Notably, they report that one in 15 men are likely to carry mutations in their sperm that could adversely affect their offspring.
Previous research suggested that older men have a higher risk of certain diseases in their children, such as autism spectrum disorder (ASD) and some forms of birth defects. In the latest study, researchers compared sperm from older men with younger men to ascertain any differences in mutations.
They found that detectable mutations did not differ in number, suggesting these mutations create a stable risk of disease in offspring. The findings also indicated that age-associated mutations appear most likely to arise in single sperm cells, which occur below current levels of detection.
“Our earlier studies told us that sperm mutations contribute to the cause of disorders, such as autism and epilepsy, but the implications in men without a family history of disease was completely unknown,” said senior author Joseph Gleeson, MD, Rady Professor of Neuroscience at UC San Diego School of Medicine and director of neuroscience research at the Rady Children’s Institute for Genomic Medicine.
Researchers sequenced sperm in multiple samples hundreds of times across their entire genomes to find mutations presenting only in a small percentage of cells, using state-of-the-art machine learning tools.

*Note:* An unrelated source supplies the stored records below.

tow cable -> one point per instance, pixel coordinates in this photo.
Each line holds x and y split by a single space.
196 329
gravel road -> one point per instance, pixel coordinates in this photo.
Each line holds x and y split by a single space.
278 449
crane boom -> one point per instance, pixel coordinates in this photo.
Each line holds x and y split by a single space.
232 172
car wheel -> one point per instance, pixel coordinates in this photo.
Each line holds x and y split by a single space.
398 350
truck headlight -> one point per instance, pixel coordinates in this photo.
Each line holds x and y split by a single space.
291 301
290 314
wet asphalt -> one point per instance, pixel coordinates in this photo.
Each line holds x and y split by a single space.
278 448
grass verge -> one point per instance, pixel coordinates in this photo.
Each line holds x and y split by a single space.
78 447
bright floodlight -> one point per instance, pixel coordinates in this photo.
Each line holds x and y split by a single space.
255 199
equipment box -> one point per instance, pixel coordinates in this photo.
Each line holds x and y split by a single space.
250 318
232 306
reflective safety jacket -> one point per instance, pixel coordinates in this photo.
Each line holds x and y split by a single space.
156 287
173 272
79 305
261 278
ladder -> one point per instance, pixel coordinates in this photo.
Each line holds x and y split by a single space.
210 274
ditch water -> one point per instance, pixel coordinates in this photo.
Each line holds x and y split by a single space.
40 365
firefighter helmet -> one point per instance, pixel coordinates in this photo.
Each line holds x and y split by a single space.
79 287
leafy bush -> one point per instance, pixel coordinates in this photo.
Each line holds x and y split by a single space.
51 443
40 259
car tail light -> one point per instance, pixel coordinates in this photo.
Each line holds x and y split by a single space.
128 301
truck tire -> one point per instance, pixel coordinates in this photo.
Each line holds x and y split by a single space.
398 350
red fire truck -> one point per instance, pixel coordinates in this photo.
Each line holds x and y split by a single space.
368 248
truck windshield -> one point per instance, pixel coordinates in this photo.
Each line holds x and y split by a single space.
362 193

“We found that each ejaculate from a man shows an average of 30 mutations,” said co-first author Xiaoxu Yang, Ph.D., a postdoctoral scholar in Gleeson’s lab. “Almost all of these were found in serial sampling from a period of six to 12 months, whereas most of the mutations were completely absent from a saliva or blood sample.” The data, said Yang, indicates the mutations are restricted to sperm cells, and also validates their detection method.
“Surprisingly,” said co-first author Martin Breuss, Ph.D., assistant professor of pediatrics-clinical genetics and metabolism at the University of Colorado School of Medicine and a former postdoctoral scholar in the Gleeson lab, “the comparison between the old and young men showed few differences in mutations, telling us that these mutations probably arose when the father was an embryo, where the mutations could reside undetected until the man has children.”
Breuss said it also means that sperm cells are well-protected in a stem cell niche, which does a good job at maintaining stem cell populations and their relative contribution to each ejaculate.
“We think that these mutations contribute a substantial burden on human health,” said Gleeson, “potentially causing 15 percent of ASD cases, congenital heart disease and severe pediatric diseases. But we are hopeful that by identifying men at risk, future cases of disease can be avoided.”
Future research, said the authors, will focus on identifying the causes of the mutations arising in older men, and environmental exposures that might explain observed increases in mutations. The team is recruiting families where a child has a disease due to a new mutation, and where the father can donate a sperm sample to test for evidence of the mutation.
Researchers are also working with infertility clinics to assess whether these mosaic mutations are passed to embryos, with the goal of ultimately preventing disease in children.